The Posthuman Dada Guide: Tzara & Lenin Play Chess by Andrei Codrescu (Princeton University Press) begins with a long essay on the life of the Dada art movement. Some of the language is a bit obscure, but Codrescu writes well enough that you want to keep reading. The real joy of the book comes in what follows the text: a 150-page glossary of terms related to Dada, such as (the) American woman (Peggy Guggenheim), audiences and how Dadaists and communists viewed them, Baroness Elsa von Freytag-Loringhoven, Lenin and Tzara, and Zurich, the Swiss town where Dada was born. Zurich is also the historical anchor of the book: there, between 1915 and 1917, Lenin, the daddy of Communism, wrote political essays at the quiet library; and Tzara, the daddy of Dada, wrote poetry and hung around cafés with his artist friends.

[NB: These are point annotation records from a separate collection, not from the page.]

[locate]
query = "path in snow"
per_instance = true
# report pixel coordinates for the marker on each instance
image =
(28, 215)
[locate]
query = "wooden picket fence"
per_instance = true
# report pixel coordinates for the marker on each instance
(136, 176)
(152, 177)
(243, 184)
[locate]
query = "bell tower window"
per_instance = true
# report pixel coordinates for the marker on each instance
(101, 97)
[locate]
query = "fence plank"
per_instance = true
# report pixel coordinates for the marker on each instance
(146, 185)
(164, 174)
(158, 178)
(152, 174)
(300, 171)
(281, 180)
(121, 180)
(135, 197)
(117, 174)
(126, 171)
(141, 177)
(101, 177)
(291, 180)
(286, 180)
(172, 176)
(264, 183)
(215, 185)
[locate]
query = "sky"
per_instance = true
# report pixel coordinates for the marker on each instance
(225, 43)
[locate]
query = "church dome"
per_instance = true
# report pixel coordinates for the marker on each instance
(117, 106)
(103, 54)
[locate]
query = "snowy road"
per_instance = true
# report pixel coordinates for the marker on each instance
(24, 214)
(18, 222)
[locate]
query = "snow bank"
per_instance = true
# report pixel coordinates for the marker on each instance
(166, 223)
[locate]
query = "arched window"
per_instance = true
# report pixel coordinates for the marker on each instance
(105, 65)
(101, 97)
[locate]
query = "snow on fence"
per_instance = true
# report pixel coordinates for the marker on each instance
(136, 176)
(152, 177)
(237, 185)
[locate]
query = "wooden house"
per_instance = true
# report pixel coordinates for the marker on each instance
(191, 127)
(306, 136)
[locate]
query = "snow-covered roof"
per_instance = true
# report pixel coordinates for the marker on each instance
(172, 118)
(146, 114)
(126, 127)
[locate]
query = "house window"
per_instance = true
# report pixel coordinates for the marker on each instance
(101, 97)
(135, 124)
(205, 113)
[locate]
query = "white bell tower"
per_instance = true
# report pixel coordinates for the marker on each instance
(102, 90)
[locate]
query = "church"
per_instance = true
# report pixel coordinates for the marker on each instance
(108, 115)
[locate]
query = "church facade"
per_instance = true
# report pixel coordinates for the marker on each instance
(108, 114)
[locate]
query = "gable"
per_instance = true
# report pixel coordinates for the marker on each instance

The glossary contains an entry on pseudonyms, the names adopted by writers, artists, revolutionaries, tyrants. Codrescu suggests that this privilege of adopting names, which has belonged to artists for so long, should be taken up by the readers of his book. Reading will become much more interesting, he proclaims, once you adopt a reading pseudonym and shed the intellectual baggage carried by your name. “A pseudonymous reader just might slip like a spy through the net and lose hermself in the words.” And who won this figurative chess match between Lenin and Tzara? The Soviet Union collapsed almost twenty years ago; Dada is present in fashion, in design, in music and art, in aesthetic trends—everywhere, all the time.
The cover of The Posthuman Dada Guide is appealing in a (carefully) slapped together kind of way, and the size—4x8'' or 8x4''—lends emphasis to the “guide” aspect.